I use keras build 1D Convolution + LSTM. I try to set kernel size = 5 like this image 1D Convoluton . I have data all 72 value and separate to test set 6 value. It can set kernel to 1. If I set kernel to another size it show error. This my data.csv file.

This is my code.

import pandas as pd
import numpy as np
from keras.layers import LSTM
from keras.layers import Conv1D
from pandas.tseries.offsets import MonthEnd
from sklearn.preprocessing import MinMaxScaler
from keras.models import Sequential
from keras.layers import Dense
import keras.backend as K
from keras.layers import Embedding
from keras.layers import GRU

df = pd.read_csv('D://data.csv',
             engine='python')


df['DATE_'] = pd.to_datetime(df['DATE_']) + MonthEnd(1)
df = df.set_index('DATE_')
df.head()

split_date = pd.Timestamp('03-01-2015')

########## Separate train and test data ##########
train = df.loc[:split_date, ['COLUMN1']]
test = df.loc[split_date:, ['COLUMN1']]

sc = MinMaxScaler()

train_sc = sc.fit_transform(train)
test_sc = sc.transform(test)

X_train = train_sc[:-1]
y_train = train_sc[1:]

X_test = test_sc[:-1]
y_test = test_sc[1:]


###################  Convolution  #######################

X_train_t = X_train[:, None]
X_test_t = X_test[:, None]

K.clear_session()
model = Sequential()

model.add(Conv1D(12, 5, activation='relu', input_shape=(None,1)))
model.add(LSTM(5,return_sequences=True))
model.add(LSTM(3)) 
model.add(Dense(1))

model.compile(loss='mean_squared_error', optimizer='adam' )
model.fit(X_train_t, y_train, epochs=400, batch_size=10, verbose=1)

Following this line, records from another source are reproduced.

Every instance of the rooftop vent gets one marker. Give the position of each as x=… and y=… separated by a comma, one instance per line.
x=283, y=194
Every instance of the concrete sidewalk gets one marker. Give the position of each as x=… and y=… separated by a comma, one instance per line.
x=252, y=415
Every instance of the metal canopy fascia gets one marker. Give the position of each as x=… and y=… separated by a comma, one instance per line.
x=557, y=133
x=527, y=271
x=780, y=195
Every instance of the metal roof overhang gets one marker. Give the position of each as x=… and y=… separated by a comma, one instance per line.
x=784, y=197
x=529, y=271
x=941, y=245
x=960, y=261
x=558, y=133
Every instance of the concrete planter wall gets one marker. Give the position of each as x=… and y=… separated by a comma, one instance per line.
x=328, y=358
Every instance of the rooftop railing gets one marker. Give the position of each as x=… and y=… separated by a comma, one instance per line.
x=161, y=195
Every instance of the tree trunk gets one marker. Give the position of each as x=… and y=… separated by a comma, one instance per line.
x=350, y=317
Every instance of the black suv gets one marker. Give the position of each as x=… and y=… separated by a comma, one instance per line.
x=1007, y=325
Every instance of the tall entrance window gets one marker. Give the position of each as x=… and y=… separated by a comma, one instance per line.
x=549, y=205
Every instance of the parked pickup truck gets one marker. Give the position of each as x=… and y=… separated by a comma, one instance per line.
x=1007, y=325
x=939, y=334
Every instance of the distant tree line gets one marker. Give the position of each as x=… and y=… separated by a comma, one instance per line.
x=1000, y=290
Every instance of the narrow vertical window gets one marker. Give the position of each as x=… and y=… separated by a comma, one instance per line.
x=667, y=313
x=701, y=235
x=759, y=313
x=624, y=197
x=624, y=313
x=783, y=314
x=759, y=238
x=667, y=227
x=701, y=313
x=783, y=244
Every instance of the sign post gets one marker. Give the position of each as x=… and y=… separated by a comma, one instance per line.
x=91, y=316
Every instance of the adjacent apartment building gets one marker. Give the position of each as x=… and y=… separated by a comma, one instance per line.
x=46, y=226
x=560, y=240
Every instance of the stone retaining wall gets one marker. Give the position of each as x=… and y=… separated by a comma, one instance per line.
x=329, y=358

y_pred = model.predict(X_test_t)

print(y_pred)
print(y_test)

When I run it show error like this.

InvalidArgumentError (see above for traceback): computed output size would be negative

Answer 1

This line:

model.add(Conv1D(12, 5, activation='relu', input_shape=(None,1)))

says that the input is of unknown batch size, and within a batch, it's 1 long, that is exactly one number. And you're trying to fit a 5-kernel convolution over it. If you use padding "same" this would just yield an output of one number (the input number multiplied by the middle number of your kernel), but with the default "valid" padding, this would make the output size negative.

With input_shape = ( None, 5 ) you would get exactly one number (per filter) as output, if you have only 1 number that would make the size -4 theoretically but that has no practical meaning.